Jack has done the spiritual work and told me, “I am lucky. I get to say goodbye to everyone and tell them how much I love them. Not everyone gets to do that”. Jack is determined to show us how to live – and how to die. On the day I visited him, he had just received his “wheels” the wheelchair accessible van, and his daughter took him to a local tavern where he bought the place a “round” and had an afternoon with the “boys.”

He had just rolled back to the house when I pulled into the driveway. To my amazement, his swallowing is intact. He is on thin liquids and asked if I wanted a glass of wine. I said no, I had to drive later that night – he said: “well will you get me one?” He had a lapboard, with a square of dycem, a wine glass with a metal straw (to save the turtles), a ring that you put on three-ring paper packets, and a piece of painters tape to keep it in place (see pic). My OT heart was proud! Adaptive feeding equipment at its FINEST!

Jack said to me – “I am lucky” because I have support. Sure, Barb and the girls are going to be sad when I die, but it is going to be OK”, and he proceeded to show me a drawing of the memorial garden he wants to have donations go to at the church in his name.

Jack is prepared. Jack has support. His family has support. Jack is ready to die. Barb reported this time has been a gift. A gift for him and the family. “We don’t want him to go, she said, but we have done the work”.  With hospice, spiritual counseling, family, friends, and In-Home Care, Jack will get to create his perfect death script.  He is “lucky” because he has had the gift of “time” with Hospice.  Jack knows ALS will kill him.  He wants to spend as much time as he has left – talking with family and friends. Drinking wine and eating good food until he cant.
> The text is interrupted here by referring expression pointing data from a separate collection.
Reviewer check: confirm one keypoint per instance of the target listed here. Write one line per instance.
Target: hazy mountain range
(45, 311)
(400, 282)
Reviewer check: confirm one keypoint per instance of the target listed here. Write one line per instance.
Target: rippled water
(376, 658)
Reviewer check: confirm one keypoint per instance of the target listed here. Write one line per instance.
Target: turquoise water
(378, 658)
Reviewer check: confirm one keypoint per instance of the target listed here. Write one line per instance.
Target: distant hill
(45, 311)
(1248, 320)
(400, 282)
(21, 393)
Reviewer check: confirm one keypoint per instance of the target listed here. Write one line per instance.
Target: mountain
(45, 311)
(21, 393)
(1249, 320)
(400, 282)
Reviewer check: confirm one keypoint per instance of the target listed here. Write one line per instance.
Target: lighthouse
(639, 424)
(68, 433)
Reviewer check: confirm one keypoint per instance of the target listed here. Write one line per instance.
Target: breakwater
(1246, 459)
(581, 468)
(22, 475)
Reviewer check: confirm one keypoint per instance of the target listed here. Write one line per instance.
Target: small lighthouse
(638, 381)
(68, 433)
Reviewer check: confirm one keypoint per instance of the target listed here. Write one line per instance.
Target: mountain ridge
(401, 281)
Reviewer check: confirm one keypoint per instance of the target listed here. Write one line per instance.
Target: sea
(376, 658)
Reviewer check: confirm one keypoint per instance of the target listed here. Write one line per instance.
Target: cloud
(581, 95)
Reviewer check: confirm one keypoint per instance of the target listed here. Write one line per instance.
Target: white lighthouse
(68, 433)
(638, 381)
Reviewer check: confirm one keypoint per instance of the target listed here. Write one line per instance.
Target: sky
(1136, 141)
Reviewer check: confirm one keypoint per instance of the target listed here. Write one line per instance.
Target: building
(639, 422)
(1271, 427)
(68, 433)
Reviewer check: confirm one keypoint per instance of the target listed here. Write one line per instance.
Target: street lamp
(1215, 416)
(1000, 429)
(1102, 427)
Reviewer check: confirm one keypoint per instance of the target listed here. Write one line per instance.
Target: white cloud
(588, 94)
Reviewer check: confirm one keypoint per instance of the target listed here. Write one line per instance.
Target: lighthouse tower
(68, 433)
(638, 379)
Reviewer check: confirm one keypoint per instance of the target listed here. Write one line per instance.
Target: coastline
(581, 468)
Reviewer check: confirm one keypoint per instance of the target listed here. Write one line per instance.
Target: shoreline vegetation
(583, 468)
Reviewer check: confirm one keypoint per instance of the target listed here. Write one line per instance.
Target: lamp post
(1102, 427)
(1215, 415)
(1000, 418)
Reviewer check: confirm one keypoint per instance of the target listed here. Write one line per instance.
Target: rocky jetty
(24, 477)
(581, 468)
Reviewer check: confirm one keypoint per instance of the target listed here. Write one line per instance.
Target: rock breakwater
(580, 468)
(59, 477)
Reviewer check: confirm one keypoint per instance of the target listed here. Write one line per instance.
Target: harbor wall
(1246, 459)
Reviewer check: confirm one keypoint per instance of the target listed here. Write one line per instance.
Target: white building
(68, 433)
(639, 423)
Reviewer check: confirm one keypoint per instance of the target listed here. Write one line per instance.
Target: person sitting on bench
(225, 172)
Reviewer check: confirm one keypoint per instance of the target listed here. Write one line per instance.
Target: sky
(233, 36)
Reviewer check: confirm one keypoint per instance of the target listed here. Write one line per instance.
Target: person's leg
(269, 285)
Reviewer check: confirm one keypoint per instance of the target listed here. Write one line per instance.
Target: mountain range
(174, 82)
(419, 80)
This is what we want for our loved ones. To live on their terms. To create their own script.

This is why you fight every day for referrals.

To help.

To support families in times of transition.

Every Referral you get – is Jack.

It’s not just Jack – its Barb – and his Daughters – and me – his friend.

As I kissed him on the forehead as I left his house – I knew I would not see Jack alive again.

This is Hospice

This is Home Care

This is why you do what you do every day.

Getting out in 18-degree weather

To cold call (10% of the time just as a reminder to the sales process!)

To make your 40 calls a week.

So that YOU can help a “Jack” on his journey.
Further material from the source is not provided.